The evidence is indefinite in some respects. It is apparent that he did work even contrary to his doctor's ideas, and evidence that he was incapacitated from carrying on his work does not appear earlier than the last year before his death. Yet his physician testified that his condition was about the same in 1939 as in 1938, so that it does not affirmatively appear that he could not substantially carry on, even as late as 1939. Only after the latter part of 1938, or early in 1939, was he unable to ‘put in full days,‘ and whether that means all or only a part of the time is not clear. The partnership permitted him to draw $5,200, and the corporation even later considered it reasonable. We find ourselves unable to say that he was not reasonably worth that amount, even though he may not have put in very full time, or even not much time, toward the last. He apparently was a valuable man, and his contribution, even despite illness, may have been worthy of his hire. The argument that because of his condition earnings decreased does not seem to be borne out by the record, for, though earnings decreased from about $37,000 for the fiscal year 1937 to about $22,000 in 1938, there is very little to indicate any lessening of Manscoe's efforts or value so early as that time, and though profits then, for 1939, went down to about $19,600, they again rose to about $28,600 for the fiscal year ended April 1940— just at the time when Manscoe, under the evidence, was becoming incapacitated, and shortly before his death.

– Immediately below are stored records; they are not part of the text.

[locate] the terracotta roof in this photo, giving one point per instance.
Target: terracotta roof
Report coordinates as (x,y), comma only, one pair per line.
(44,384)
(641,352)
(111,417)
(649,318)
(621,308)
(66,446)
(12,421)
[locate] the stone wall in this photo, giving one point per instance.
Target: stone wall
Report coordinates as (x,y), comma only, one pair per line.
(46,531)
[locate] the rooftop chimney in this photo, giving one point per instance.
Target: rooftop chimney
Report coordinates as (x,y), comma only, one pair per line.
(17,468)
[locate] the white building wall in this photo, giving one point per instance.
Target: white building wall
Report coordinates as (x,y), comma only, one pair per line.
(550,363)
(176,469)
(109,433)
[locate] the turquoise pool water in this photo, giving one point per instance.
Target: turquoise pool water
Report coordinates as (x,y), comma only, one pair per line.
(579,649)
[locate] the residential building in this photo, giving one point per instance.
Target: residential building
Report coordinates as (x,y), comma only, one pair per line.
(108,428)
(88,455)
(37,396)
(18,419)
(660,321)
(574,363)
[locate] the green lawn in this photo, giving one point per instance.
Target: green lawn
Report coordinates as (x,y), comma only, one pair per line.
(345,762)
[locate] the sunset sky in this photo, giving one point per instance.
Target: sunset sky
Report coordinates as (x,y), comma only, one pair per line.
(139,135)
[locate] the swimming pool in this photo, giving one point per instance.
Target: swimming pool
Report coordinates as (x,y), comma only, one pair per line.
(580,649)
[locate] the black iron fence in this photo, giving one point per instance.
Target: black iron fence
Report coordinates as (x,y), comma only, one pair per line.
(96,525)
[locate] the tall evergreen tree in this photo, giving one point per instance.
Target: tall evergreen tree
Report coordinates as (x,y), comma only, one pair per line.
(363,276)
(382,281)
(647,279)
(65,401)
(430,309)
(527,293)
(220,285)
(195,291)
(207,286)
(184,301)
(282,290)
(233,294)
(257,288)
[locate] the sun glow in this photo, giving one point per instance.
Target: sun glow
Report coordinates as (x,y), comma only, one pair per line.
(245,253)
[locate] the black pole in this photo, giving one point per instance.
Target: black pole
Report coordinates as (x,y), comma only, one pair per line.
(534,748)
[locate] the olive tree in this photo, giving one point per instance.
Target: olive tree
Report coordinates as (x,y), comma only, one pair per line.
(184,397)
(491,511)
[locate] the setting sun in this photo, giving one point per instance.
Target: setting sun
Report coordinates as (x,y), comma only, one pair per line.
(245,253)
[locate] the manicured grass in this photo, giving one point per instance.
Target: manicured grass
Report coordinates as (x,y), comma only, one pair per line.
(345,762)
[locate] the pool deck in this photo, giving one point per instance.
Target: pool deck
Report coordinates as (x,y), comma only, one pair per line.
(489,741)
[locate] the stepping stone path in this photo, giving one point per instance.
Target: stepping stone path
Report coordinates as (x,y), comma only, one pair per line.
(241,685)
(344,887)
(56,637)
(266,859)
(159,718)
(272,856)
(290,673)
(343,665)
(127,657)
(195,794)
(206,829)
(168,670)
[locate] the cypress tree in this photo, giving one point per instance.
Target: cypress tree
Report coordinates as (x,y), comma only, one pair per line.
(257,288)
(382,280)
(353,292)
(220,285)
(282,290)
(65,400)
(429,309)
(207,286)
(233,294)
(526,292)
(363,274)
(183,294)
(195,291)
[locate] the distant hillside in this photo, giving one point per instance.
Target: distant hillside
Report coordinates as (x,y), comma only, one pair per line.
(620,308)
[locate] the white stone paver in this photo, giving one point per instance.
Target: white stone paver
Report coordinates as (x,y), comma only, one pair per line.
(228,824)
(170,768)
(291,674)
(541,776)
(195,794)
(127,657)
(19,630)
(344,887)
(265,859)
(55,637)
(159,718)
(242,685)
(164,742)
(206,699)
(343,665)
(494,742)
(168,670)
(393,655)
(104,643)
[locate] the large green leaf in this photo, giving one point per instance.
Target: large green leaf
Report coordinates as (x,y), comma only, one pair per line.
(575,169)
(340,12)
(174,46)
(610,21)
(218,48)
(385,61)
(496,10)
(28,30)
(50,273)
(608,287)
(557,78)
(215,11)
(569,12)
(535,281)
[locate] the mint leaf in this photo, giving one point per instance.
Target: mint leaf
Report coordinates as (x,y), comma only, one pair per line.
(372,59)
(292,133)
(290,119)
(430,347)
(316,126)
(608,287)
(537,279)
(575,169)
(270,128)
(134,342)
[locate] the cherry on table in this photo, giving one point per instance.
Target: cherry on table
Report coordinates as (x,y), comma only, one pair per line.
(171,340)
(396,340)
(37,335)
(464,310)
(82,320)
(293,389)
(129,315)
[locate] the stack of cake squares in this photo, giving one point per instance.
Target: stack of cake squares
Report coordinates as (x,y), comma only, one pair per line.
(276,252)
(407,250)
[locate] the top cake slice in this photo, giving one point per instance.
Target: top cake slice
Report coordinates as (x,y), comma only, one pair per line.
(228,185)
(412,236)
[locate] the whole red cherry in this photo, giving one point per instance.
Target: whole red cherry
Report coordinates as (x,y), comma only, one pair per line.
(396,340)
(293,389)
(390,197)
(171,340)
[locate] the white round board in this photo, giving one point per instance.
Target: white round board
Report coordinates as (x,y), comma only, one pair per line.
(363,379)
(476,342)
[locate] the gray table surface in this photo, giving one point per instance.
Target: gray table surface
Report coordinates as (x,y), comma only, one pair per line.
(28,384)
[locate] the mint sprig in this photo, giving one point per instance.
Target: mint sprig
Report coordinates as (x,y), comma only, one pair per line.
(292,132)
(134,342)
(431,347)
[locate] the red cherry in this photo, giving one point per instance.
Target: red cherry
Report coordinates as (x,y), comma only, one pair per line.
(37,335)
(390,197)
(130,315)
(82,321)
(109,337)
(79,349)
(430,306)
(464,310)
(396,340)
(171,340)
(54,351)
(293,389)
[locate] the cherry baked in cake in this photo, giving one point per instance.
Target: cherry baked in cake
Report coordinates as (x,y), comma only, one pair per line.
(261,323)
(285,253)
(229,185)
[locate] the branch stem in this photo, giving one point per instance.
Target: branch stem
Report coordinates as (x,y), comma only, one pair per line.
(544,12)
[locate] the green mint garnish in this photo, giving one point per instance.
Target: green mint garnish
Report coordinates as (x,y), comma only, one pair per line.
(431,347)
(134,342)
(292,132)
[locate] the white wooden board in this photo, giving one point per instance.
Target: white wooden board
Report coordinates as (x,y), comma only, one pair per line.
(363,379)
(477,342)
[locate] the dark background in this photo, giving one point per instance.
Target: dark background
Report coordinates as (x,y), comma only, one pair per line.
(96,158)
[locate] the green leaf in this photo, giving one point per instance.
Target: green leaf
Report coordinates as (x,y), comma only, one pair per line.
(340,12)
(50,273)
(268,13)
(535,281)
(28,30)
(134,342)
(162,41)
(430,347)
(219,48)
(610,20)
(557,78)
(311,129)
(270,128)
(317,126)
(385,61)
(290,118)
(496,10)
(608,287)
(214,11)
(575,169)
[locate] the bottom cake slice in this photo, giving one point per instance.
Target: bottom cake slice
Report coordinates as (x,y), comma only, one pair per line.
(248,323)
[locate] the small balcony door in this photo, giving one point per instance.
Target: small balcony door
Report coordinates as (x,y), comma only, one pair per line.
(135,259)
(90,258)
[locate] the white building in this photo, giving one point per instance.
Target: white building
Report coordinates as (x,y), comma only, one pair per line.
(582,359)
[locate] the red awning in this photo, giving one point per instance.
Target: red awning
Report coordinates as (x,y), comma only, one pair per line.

It seems rather clear from all this that Manscoe's physical condition did not greatly affect the profits of the partnership; from which it follows, we think, that his reasonable worth to the partnership was not greatly affected.

The petitioner points out however, that the salaries used by the Commissioner in computing the excess profits tax credit upon base period income represent a much greater percentage of net profits than did executive salaries in later fiscal years, 1943 and 1944, approximately 39 per cent as against 22 per cent; and the point is not devoid of force. But much of that force is dissipated by the fact that Post was the only executive whose salary is considered for 1943 and 1944, drawing $12,000 and $12,125, respectively (not greatly more than previously paid both Post and Manscoe in the partnership base years), whereas excess profits net income advanced for 1943 to $38,014.50 and for 1944 to $42,940.64. It seems obvious that Post carried on, for a comparatively small advance in salary, instead of the two former executives, so that of course the ratio of executive salary actually paid, to higher earnings, is lower. But we are convinced thereby that the $10,400 compensation paid in the base period years was excessive and not reasonable. The petitioner for about three years after the close of the partnership continued to regard the base period compensation as reasonable, and it changed that view only with prospective change in tax results. We think the Commissioner is not shown to have erred in his determination, and that the compensation paid the partners in the base period was reasonable.

Decision will be entered under Rule 50.